MANILA, Philippines - The Department of Trade and Industry (DTI) is organizing bilateral agreements between economic zone locators affected by the lapse of the Ecozone Rate Program (ERP) and power producers which do not use WESM like Angat in order to help protect the firms from high electricity costs.
Currently, the ERP benefits 279 customers in industrial areas. These customers contribute 43 percent to Philippine manufacturing exports or around $19 billion and provide more than 222,213 jobs.
The government is scrambling to find a solution to the problem because the ERP is set to expire on Dec. 25.
In an interview with reporters, Trade Undersecretary Cristino L. Panlilio said they may have found a way to help the locators. He said the rates may not be as low as those provided under the ERP but it is still lower than commercial rates. “It (rates) will be higher but it will still be competitive.”
He said the solution they are looking for should not entail any cost to the government. “Don’t use WESM. We will give them bilateral supply agreements that will not use the WESM mechanism.”
Panlilio said the zones where the affected locators can help the firms or they themselves can enter into bilateral agreements with Angat and then not use WESM. Panlilio said they have already spoken with Angat and the power producer has already agreed because it is owned by PSALM. Other firms may be a challenge especially those privately owned. The others they are eyeing are Ambuklao, Binga and Bakon.
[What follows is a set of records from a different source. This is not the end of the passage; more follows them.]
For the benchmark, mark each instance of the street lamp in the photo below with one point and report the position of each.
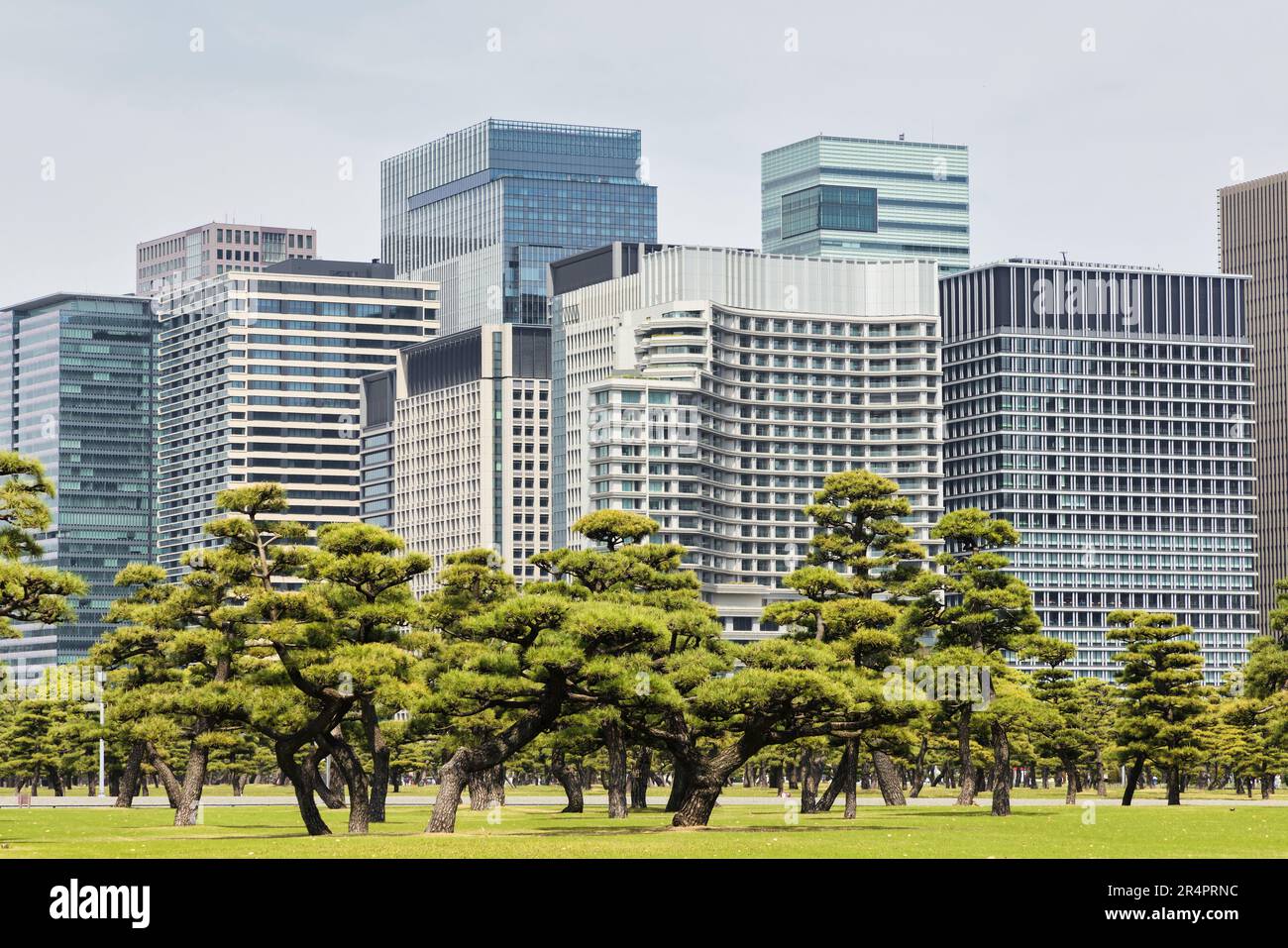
(102, 720)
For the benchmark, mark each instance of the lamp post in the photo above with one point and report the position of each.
(102, 721)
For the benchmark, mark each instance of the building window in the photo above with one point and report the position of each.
(831, 207)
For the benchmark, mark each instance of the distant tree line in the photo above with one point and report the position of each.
(278, 657)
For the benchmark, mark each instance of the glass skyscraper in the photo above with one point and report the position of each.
(81, 399)
(259, 384)
(484, 210)
(866, 198)
(1107, 412)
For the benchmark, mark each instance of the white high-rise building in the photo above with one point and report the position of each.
(713, 389)
(261, 376)
(456, 446)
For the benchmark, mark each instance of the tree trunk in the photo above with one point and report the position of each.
(918, 771)
(833, 789)
(851, 772)
(193, 780)
(681, 782)
(451, 782)
(130, 776)
(162, 773)
(698, 804)
(301, 780)
(1132, 780)
(487, 788)
(349, 766)
(1001, 771)
(888, 780)
(640, 779)
(614, 779)
(570, 781)
(378, 759)
(966, 794)
(811, 775)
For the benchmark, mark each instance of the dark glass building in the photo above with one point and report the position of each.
(1107, 412)
(484, 210)
(81, 399)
For the private sector, Panlilio conceded that the government may have to give them some form of incentive in order for them to agree to lower power rates.
He said they are looking for cheaper sources of power like hydro and geothermal plant. He said they already approached Sual Coal fired plant but they were turned down because coal power is expensive.
“Hopefully we can fix this before Christmas. This can be our Christmas gift to them,” Panlilio said.